= Multi-standard television =

Multi-standard television sets were made for use in the television industry, so that one TV set or monitor could show video content from other television systems. Multistandard is only used with analogue television. In digital television, there are different standards, like DVB, ISDB, and ATSC. However, digital multistandard television sets are not exist. Multistandard digital TV devices may be in the form of TV tuner cards.

Phillips produced a valve TV set that could receive most 625 lines and 819 line television systems. In the United Kingdom, there were quite a number of TV sets produced that were capable of receiving both monochrome 405 line and 625 line PAL-I broadcasts. These sets usually had a large relay or relays that would switch the circuits, through manual control.

== The USSR and PAL in SECAM countries ==
In the mid-1980s, the Soviet Union implemented a program, in which it would be mandatory for new colour TV sets sold to include PAL also, in view to migrating to PAL. That is why an Australian video tape will play in colour on a Russian TV set.

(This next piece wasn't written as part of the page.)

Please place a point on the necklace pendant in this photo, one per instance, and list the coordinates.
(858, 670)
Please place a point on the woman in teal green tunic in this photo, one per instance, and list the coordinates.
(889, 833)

Eventually it became the standard practice for all SECAM TV sets made to also accept PAL. This trend gradually propagated throughout SECAM countries, including France itself.

== NTSC playback in PAL countries ==
In order to be able to watch American video tapes, the people of Europe and Southeast Asia started to buy video recorders that would play back an NTSC video tape and convert the colour component of the video content to PAL, whilst leaving the number of lines the same, and the field rate, slightly slowed down in order to accommodate the exact 64 microsecond line length required for PAL.

Newer TV sets would automatically accommodate the 60 Hertz vertical scan rate, and older TV sets needed a manual adjustment of the vertical hold. DVD players give the option of converting the whole signal to PAL standards complete with 50 Hertz scan rate. The results given by a modern DVD player can be quite pleasing when playing back an NTSC DVD.

== PAL playback in NTSC countries ==
In the USA proper, the ability for an American TV set, or DVD player to playback a PAL DVD became widespread throughout the 2000s. By 2009 about 80% of DVD and TV setups in the United States could play a PAL DVD. So now a PAL DVD can be sold in the United States, without the need about issues with the DVD, converted into NTSC.